You may want to check out R.O.C.K. (Raising Our Celiac Kids) - I think they have a website. Also, Woodbine House Publishing puts out a lot of books on different topics for kids with specific health issues - Down syndrome, Autism, ADHD, Celiac Disease, etc. - you may want to ask to be put on their mailing list and request a catalog from them. Our youngest daughter has Down syndrome (and was diagnosed with celiac disease last year), so we are well acquainted with Woodbine House - they are absolutely wonderful folks! They do have a website, but I don't know it off the top of my head.......
This isn't something that adults usually have to worry about, but most people forget that Play-Doh has wheat in it. If it gets on a child's hands, the hands go in the mouth, and they get a gluten reaction for no APPARENT reason. Same thing goes for sheet rock and joint compound - which our family found out the HARD way last month while doing a home renovation project......
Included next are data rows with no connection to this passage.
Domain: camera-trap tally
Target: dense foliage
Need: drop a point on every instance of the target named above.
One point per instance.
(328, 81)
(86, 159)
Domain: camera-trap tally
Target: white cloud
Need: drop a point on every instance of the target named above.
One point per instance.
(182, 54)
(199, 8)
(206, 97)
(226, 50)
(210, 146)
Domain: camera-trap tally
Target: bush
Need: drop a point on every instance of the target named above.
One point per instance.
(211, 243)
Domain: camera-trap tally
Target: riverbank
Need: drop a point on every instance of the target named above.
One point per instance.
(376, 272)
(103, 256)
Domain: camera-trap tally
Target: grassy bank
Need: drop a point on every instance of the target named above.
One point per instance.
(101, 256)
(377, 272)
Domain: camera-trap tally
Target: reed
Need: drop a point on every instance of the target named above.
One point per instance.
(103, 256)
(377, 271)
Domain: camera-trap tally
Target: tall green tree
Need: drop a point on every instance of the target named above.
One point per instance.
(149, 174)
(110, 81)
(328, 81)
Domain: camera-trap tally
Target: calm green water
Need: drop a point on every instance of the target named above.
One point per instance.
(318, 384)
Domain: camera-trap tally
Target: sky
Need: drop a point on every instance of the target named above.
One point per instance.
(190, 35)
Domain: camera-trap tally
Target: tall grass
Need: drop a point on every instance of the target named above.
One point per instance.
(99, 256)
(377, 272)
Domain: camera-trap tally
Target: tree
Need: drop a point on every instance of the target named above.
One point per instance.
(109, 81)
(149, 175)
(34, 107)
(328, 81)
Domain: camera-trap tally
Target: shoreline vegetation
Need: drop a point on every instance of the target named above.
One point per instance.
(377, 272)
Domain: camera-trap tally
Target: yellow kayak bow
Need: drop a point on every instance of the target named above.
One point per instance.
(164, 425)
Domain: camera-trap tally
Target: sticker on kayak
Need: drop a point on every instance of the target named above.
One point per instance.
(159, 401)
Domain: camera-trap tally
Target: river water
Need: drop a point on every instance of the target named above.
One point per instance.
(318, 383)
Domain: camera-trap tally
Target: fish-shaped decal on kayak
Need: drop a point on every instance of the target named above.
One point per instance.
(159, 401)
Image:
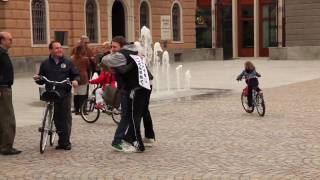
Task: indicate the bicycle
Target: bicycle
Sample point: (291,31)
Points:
(47,130)
(91,114)
(257,101)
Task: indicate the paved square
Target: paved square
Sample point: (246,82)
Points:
(205,137)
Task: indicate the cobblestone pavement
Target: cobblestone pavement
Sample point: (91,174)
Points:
(208,137)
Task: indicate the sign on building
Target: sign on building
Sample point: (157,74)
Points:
(165,28)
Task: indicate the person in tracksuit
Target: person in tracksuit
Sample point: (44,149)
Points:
(139,97)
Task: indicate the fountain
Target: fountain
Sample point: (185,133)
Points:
(178,74)
(164,85)
(166,68)
(187,80)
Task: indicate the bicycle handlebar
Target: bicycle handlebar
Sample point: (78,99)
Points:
(66,81)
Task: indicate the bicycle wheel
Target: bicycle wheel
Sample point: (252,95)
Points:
(52,129)
(89,113)
(244,101)
(116,115)
(45,129)
(260,105)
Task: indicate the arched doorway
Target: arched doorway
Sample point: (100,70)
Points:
(118,19)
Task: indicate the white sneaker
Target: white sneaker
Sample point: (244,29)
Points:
(148,142)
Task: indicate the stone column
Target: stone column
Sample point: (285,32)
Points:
(214,25)
(256,23)
(235,28)
(280,22)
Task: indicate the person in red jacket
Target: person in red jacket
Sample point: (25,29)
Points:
(106,78)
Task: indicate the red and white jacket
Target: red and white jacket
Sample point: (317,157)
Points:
(105,79)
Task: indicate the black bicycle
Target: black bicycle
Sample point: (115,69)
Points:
(91,114)
(257,101)
(48,130)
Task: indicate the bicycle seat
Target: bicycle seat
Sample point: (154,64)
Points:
(49,96)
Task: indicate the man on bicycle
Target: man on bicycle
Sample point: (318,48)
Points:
(58,68)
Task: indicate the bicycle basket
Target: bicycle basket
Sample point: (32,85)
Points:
(50,96)
(245,91)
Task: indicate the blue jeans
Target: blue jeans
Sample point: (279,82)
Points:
(125,119)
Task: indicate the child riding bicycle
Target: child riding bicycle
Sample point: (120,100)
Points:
(250,74)
(106,78)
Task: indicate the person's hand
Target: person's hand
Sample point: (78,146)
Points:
(75,84)
(36,77)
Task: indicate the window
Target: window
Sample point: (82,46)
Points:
(39,22)
(144,15)
(176,22)
(92,21)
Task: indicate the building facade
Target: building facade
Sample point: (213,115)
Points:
(188,29)
(34,23)
(302,31)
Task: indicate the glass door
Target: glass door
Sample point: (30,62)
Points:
(224,27)
(268,26)
(246,28)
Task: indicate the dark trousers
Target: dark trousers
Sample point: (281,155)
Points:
(138,109)
(78,101)
(125,118)
(252,84)
(63,119)
(7,119)
(148,125)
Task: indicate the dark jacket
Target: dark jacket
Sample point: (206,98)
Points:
(83,66)
(125,67)
(58,72)
(6,68)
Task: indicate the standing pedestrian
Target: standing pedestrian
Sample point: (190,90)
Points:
(7,117)
(136,97)
(82,63)
(58,68)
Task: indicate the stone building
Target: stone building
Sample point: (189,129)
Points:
(188,29)
(34,23)
(302,31)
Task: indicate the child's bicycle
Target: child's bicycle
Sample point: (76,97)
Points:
(257,101)
(91,114)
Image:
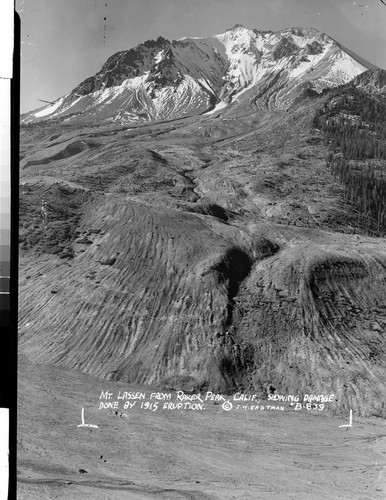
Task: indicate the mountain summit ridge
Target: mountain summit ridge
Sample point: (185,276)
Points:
(163,79)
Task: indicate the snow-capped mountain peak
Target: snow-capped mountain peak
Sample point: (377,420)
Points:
(161,79)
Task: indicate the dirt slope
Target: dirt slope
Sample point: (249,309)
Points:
(200,253)
(209,454)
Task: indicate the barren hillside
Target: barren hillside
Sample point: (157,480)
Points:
(212,252)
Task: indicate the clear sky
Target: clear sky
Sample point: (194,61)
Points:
(66,41)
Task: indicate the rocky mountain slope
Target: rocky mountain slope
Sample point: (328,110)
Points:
(208,252)
(165,79)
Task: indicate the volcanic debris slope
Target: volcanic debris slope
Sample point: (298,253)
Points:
(212,251)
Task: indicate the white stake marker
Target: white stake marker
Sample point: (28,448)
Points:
(86,425)
(350,424)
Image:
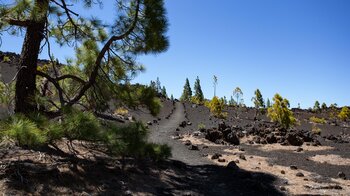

You may want to contact your local Gluten Intolerance Group (GIG) - the main website is www.gluten.net, and from there you can look for a group in your area - they should be able to direct you to a local pediatric GI who may be willing to see you immediately, given your daughter's symptoms and your family history of Celiac Disease.
Incidentally, you can have the genetic test run anytime - a person's genes aren't affected by eating gluten. Ask for the HLA Typing for Celiac Disease test - if that comes back showing that she carries the gene for celiac disease, then you can decide to go ahead and continue with a GFD, regardless of the results of an antibody test and/or a biopsy.
Many GI doctors are hesitant to recommend a GFD for someone if they don't have a positive diagnosis, because they are still under the mistaken impression that following a GFD is difficult. You need to do what YOU feel is best for your little girl - you're already doing that, so keep up the good work!
Good luck, and I hope you find something out really soon -
I had the same problem - don't know what might help "internally", but I just went out and bought some really "strong" clear nail polish (Sally Hansen's Triple Strong Advanced Gel Nail Fortifier) and have been using that for the past month or so. It has helped a lot. Just about any nail "strengthener" should work - and I am NOT a nail polish kind of gal - and I suppose acrylic nails would work, too.